Science was always an interest of mine. All of my extended family are engineers, so I mostly assumed that I would follow the same path. While on my interview at Marquette, they gave us the tour of the anatomy lab. It was one of my first real experiences with anatomy and, per my mother, was the obvious turning point that pushed me toward medicine. There are not any other major epiphanies that drove me toward medicine. Over the next few years, I slowly realized that I preferred the hospital over the laboratory, and preferred working directly with patients and their families rather than sitting at a computer.
What inspired you to help others Globally?
My dad gave me my first push toward global health. Every year, he went to Honduras with our community church to build concrete floors in people’s homes and provide short-term medications for parasitic infections etc. As an upper-middle class suburbanite, it took me out of my space of privilege and made me realized how much of the world lived. Additionally, there were several local high school students that worked extensively with our group. I loved interacting with them and exchanging information about the way we each lived. Throughout college, I went on similar short-term trips to Honduras, either providing medicine or helping to build water systems for communities. During one trip, a group of children sang a song back to us that we taught them earlier about proper water sanitation. That experience really stuck with me, and led me to pursue higher levels of education in regards to global health. I added a public health minor to undergrad degree, which changed my mindset from short term and service oriented to more long term and development focused. I was then lucky enough to get into the GMED program at UIC, who further developed my global health understanding and pushed myself and others towards experiences like mine in Cape Town.
Why did you select this destination?
In between my 3rd and 4th years of medical school, I lived in Cape Town, South Africa working for an emergency medicine NGO. The experience included many tasks and responsibilities that are involved with global health work: I staffed an international conference, wrote and edited scientific papers, performed field work, data collection, data analysis and worked clinically in a hospital in a South African township. As part of that experience, I was researching the use of a mobile phone App that helped emergency physicians treat burns. As the App required the use of patient pictures, we decided to look at the ethical impacts of such a device. We wrote a grant to an organization called the Brocher Foundation. They host groups of up to 30 people at their conference venue in Geneva, Switzerland to discuss developing ethical issues in science. We won the grant, which paid for the conference venue, lodging as well as travel cost for half the participants from low income countries. The conference was held from Jan 9 to Jan 12 of 2019 on the shores of lake Geneva. We were able to invite 30 participants.
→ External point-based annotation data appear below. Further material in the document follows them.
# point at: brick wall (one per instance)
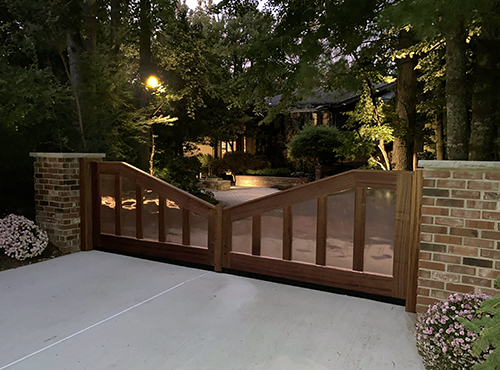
(57, 197)
(460, 230)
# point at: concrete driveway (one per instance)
(94, 310)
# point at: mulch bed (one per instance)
(7, 262)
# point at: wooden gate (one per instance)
(356, 231)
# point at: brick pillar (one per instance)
(460, 230)
(57, 196)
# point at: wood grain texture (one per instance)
(118, 205)
(186, 229)
(415, 213)
(359, 229)
(160, 187)
(402, 229)
(322, 219)
(139, 224)
(147, 248)
(322, 275)
(287, 232)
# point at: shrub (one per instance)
(317, 144)
(442, 341)
(20, 238)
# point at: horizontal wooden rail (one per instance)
(160, 187)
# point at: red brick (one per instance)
(441, 294)
(463, 251)
(464, 232)
(434, 229)
(454, 184)
(436, 174)
(487, 291)
(430, 284)
(459, 269)
(482, 185)
(446, 258)
(457, 203)
(445, 239)
(425, 256)
(426, 301)
(468, 175)
(465, 194)
(427, 220)
(490, 254)
(435, 211)
(429, 183)
(488, 273)
(431, 265)
(424, 274)
(487, 225)
(487, 215)
(423, 291)
(477, 281)
(479, 204)
(480, 243)
(427, 201)
(447, 221)
(425, 237)
(492, 176)
(445, 276)
(490, 235)
(458, 288)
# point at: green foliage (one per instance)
(488, 328)
(317, 144)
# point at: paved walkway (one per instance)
(94, 310)
(241, 194)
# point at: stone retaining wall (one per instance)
(460, 230)
(57, 197)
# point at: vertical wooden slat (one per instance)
(287, 232)
(227, 230)
(85, 204)
(138, 212)
(118, 205)
(256, 234)
(321, 230)
(218, 238)
(402, 231)
(411, 292)
(359, 229)
(162, 232)
(96, 201)
(186, 229)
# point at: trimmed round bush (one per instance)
(20, 238)
(442, 341)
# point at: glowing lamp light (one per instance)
(152, 82)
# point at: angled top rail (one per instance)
(331, 185)
(180, 197)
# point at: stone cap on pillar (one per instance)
(459, 165)
(67, 155)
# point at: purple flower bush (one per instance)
(442, 341)
(20, 238)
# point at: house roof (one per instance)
(320, 98)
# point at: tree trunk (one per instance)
(456, 93)
(406, 92)
(484, 100)
(439, 133)
(143, 155)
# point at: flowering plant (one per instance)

How did this experience from the Erickson Explorers Award impact your life/influence you?
The Erickson Explorer award helped me to continue work I was doing in South Africa. The conference was entitled ‘creating an ethical framework for the development of image based mHealth in low-income settings’. We had an incredible conference in Geneva. It was a small group based conference and we generated great discussion, and were able to create a basic ethical framework that is still being developed. I met several individuals from the WHO, African government officials and global health researchers and advocates. The same team I worked with in Cape Town was also with me in South Africa. The conference really showed me how small the world has become and that global health can truly happen everywhere. A conference venue on Lake Geneva can bring together a diverse group of people from different cultures and income levels to focus on a common goal.